Privacy Policy

Information on the processing of personal data 

Pursuant to Regulation (EU) 2016/679 (hereinafter the "Regulation"), this page describes the methods for processing the personal data of users consulting the websites of AReSS Puglia (hereinafter "AReSS" or "Agency" or "Owner") accessible by electronic means at the following addresses: 

www.aress.regione.puglia.it
www.aress.puglia.it

This information does not concern other sites, pages or online services that can be reached through hypertext links that may be published on the sites but refer to resources outside the domain of AReSS. 

Following consultation of the sites listed above, data relating to identified or identifiable individuals may be processed.  

The data controller is the Strategic Regional Agency for Health and Social Affairs (AReSS Puglia), VAT No.: 08238890720 - Tax Code: 93496810727, with head office in Bari (70121), at L.mare N. Sauro n.33 (email: direzionegenerale@aress.regione.puglia.it, PEC: direzione.aress@pec.regione.puglia.it, tel. +39 0805404242).

The Agency has appointed its own Data Protection Officer (DPO) who can be reached at the following email address:dpo@pec.rupar.puglia.it.

The personal data indicated on this page are processed by the Agency in the performance of its public interest tasks or in any case connected to the exercise of its public powers, in accordance with Apulia Regional Law no. 29/2017.  

Navigation data  

The computer systems and software procedures used to operate this site acquire, during their normal operation, some personal data whose transmission is implicit in the use of Internet communication protocols.  

This category of data includes the IP addresses or domain names of the computers and terminals used by users, the URI/URL (Uniform Resource Identifier/Locator) notation addresses of the resources requested, the time of the request, the method used to submit the request to the server, the size of the file obtained in response, the numerical code indicating the status of the response given by the server (successful, error, etc.) and other parameters relating to the user's operating system and IT environment.   

These data, necessary for the use of web services, are also processed in order to:

  • obtain statistical information on the use of the services (most visited pages, number of visitors per time slot or per day, geographical areas of origin, etc.);
  • checking the correct functioning of the services offered.  

Browsing data are kept for the time strictly necessary for the above purposes (except for any need to ascertain criminal offences by the judicial authorities or to ascertain liability in the event of hypothetical computer crimes to the detriment of the site or third parties).   

The configuration adopted, so as to exclude the processing of identification data, collects the following information:  

  • The IP address, which is masked by resetting the last 2 bytes to zero (xxx.xxx.0.0)  
  • The operating system used  
  • The type of browser   

Data provided by the User  

The optional, explicit and voluntary sending of messages to the Agency's contact addresses, private messages sent by users to institutional profiles/pages on social media (where this option is available), as well as the completion and submission of forms on the Agency's websites, entail the acquisition of the sender's contact details, necessary for replying, as well as all personal data included in the communications.
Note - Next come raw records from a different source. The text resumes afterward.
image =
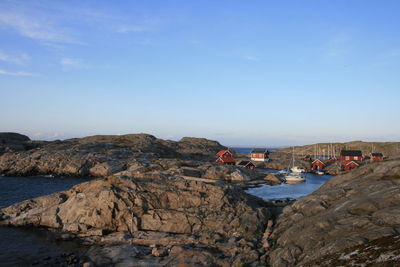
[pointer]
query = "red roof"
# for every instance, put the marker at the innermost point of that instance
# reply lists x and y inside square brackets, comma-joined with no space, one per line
[220,153]
[226,160]
[352,162]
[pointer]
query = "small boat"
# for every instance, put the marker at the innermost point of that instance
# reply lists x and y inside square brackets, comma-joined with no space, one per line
[297,169]
[294,174]
[294,178]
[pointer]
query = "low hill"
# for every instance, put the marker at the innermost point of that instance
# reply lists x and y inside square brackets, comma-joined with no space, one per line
[352,220]
[389,149]
[102,155]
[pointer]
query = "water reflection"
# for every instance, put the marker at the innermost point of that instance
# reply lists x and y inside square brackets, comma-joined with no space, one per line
[283,191]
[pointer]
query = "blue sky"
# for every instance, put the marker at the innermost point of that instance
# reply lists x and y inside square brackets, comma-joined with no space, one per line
[240,72]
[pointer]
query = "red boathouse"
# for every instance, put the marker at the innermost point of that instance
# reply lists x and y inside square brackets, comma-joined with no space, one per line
[350,155]
[376,156]
[259,154]
[246,164]
[348,166]
[317,165]
[225,157]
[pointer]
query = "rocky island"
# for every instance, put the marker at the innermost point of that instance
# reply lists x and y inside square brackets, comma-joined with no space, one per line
[143,209]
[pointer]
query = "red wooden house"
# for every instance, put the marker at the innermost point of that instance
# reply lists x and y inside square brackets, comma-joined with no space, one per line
[259,154]
[376,156]
[306,158]
[349,155]
[317,165]
[332,159]
[225,157]
[348,166]
[246,164]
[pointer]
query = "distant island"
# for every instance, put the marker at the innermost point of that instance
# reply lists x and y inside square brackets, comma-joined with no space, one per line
[161,202]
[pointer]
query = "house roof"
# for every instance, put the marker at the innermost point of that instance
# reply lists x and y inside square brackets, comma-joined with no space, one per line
[318,160]
[221,152]
[228,160]
[258,150]
[244,163]
[352,162]
[351,153]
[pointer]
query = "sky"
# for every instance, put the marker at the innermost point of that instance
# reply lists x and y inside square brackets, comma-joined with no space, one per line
[245,73]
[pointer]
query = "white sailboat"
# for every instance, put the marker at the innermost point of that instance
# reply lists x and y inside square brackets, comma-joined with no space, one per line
[295,173]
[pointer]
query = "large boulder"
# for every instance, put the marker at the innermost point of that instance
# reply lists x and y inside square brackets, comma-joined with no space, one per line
[230,173]
[348,211]
[190,222]
[100,155]
[10,142]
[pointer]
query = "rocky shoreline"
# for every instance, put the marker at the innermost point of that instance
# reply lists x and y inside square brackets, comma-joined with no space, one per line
[165,203]
[162,222]
[349,213]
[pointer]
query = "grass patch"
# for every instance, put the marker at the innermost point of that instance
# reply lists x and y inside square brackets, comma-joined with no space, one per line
[359,211]
[391,177]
We therefore invite you to keep the personal data contained in such communications to a minimum.  

Specific information will be published on the pages of the Agency's websites set up for the provision of certain services or for participation in specific initiatives.  


Cookies and other tracking systems  

Cookies are not used for user profiling. The only processing carried out relates to the production of statistics, with pseudonymised data, on navigation on the sites www.aress.regione.puglia.itwww.aress.puglia.it.

Use is made of session technical cookies (non-persistent), strictly limited to what is necessary for the safe and efficient navigation of the sites.  

Persistent technical cookies (one year) are used exclusively to make the choice of language persistent while browsing the portal, retaining only the language selected by the user.  


Information on the processing of personal data carried out through the Social Media platforms used by the Agency  

Regarding the processing of personal data carried out by the managers of the Social Media platforms used by the Agency, please refer to the information provided by them through their respective privacy policies. The AReSS processes personal data provided by users through the pages of the Social Media platforms dedicated to this Agency, within its institutional purposes, exclusively to manage interactions with users (comments, public posts, etc.) and in compliance with the regulations in force.   

The integration takes place through an icon linked to the respective social network.   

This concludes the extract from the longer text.